Tianren Ma, Mu Zhang, Yibing Wang, Qixiang Ye

2025-10-06

Consolidating Reinforcement Learning for Multimodal Discrete Diffusion Models

Summary

This paper tackles the problem of effectively training discrete diffusion models (DDMs) using reinforcement learning, specifically when you want the model to generate diverse and high-quality outputs based on rewards.

What's the problem?

Training DDMs with rewards is difficult because they don't naturally work with the usual techniques used in reinforcement learning. Normally, you'd want to see how likely a certain action was to have led to a good outcome, but DDMs generate things all at once, not step-by-step. This makes it hard to figure out which parts of the generated output were actually responsible for the reward, and makes the learning process unstable and inefficient. Existing methods like Group Relative Policy Optimization (GRPO) struggle with this.

What's the solution?

The researchers introduce a new method called MaskGRPO. It works by first clarifying the math behind how DDMs function, which allows them to create a better way to estimate the importance of different parts of the generated output. Then, they improved the way the model explores different possibilities during training, making sure it generates a variety of outputs and gets reliable feedback for learning. Essentially, they made the reinforcement learning process more stable and efficient for these types of models.

Why it matters?

This work is important because it provides a practical way to train DDMs using reinforcement learning, opening the door to better performance in tasks like math reasoning, coding, and generating images. It's the first method that can reliably and efficiently optimize these models, which could lead to significant improvements in the quality and capabilities of AI systems that generate complex outputs.

Abstract

Optimizing discrete diffusion model (DDM) with rewards remains a challenge: the non-autoregressive paradigm makes importance sampling intractable and rollout complex, puzzling reinforcement learning methods such as Group Relative Policy Optimization (GRPO).

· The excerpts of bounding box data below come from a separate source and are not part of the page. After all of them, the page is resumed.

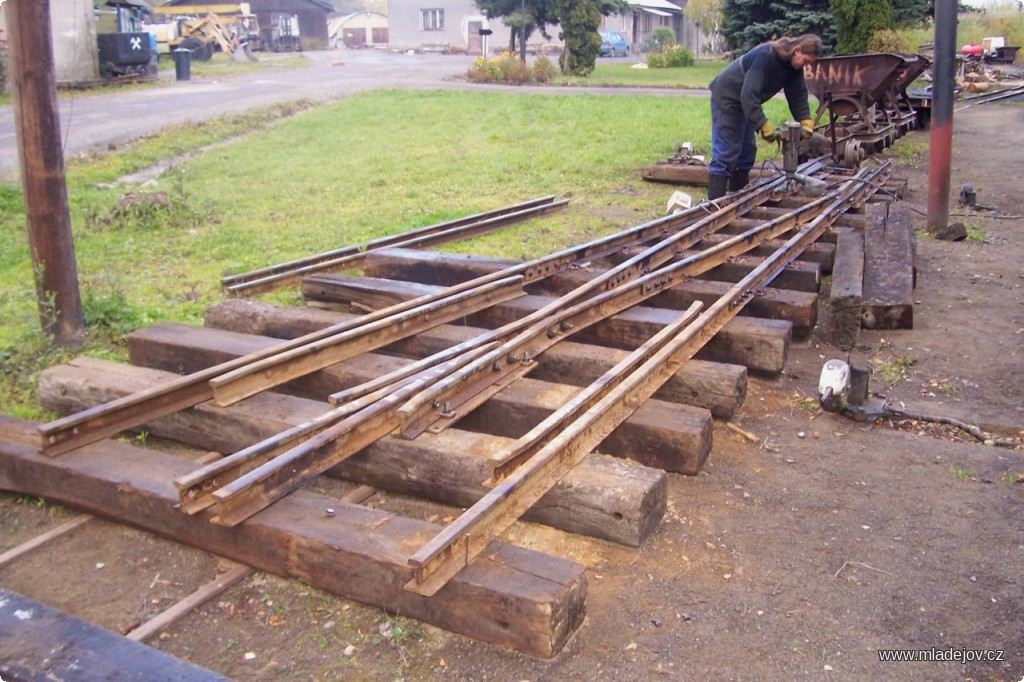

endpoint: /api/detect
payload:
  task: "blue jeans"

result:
[708,99,758,177]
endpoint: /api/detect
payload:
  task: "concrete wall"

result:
[50,0,99,83]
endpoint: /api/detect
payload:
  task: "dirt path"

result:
[0,98,1024,682]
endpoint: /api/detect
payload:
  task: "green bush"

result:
[647,45,695,69]
[466,52,557,85]
[867,30,916,52]
[640,26,676,52]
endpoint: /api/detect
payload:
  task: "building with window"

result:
[388,0,707,54]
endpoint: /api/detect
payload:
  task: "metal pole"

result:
[4,0,85,348]
[928,0,956,233]
[519,0,526,61]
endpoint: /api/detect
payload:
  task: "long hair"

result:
[769,33,824,61]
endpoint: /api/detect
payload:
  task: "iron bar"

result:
[406,164,888,596]
[39,162,794,456]
[221,197,568,295]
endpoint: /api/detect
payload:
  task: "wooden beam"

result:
[39,357,667,547]
[39,266,522,456]
[206,299,753,419]
[221,196,568,295]
[0,514,94,566]
[128,323,712,475]
[364,246,819,337]
[210,276,522,407]
[861,202,916,329]
[406,161,881,595]
[0,585,227,682]
[125,562,254,642]
[302,275,793,374]
[817,227,864,350]
[0,417,587,657]
[7,0,85,348]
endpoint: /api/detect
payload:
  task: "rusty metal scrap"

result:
[406,164,888,596]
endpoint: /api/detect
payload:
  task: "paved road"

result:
[0,50,696,180]
[0,50,471,179]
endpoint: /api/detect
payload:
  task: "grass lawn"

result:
[553,57,728,88]
[0,84,786,418]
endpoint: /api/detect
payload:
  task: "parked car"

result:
[597,29,630,56]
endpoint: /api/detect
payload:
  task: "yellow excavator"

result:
[145,2,260,61]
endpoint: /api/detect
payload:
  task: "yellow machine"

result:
[145,2,261,61]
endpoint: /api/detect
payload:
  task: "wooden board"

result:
[0,417,587,657]
[640,162,778,187]
[817,227,864,350]
[128,323,712,474]
[365,246,819,337]
[39,357,667,547]
[861,202,915,329]
[302,275,793,374]
[0,588,227,682]
[206,299,750,419]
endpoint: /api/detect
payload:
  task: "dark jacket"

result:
[711,43,811,130]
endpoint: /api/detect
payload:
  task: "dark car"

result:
[597,29,630,56]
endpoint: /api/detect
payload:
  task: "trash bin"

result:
[174,47,191,81]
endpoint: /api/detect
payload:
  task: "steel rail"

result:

In this study, we introduce MaskGRPO, the first viable approach to enable scalable multimodal reinforcement learning in discrete diffusion with effective importance sampling and modality-specific adaptations. To this end, we first clarify the theoretical foundation for DDMs, which facilitates building an importance estimator that captures valuable token fluctuation for gradient updates. We then delicately tailored the rollout method for visual sequences, which yields diverse completions and reliable optimization gradients. Upon math reasoning, coding, and visual generation benchmarks, MaskGRPO brings more stable and efficient updates, leading to stronger reasoning performance and better generation quality. This study establishes MaskGRPO as a systematic policy optimization approach and the first practical way for discretized visual diffusion.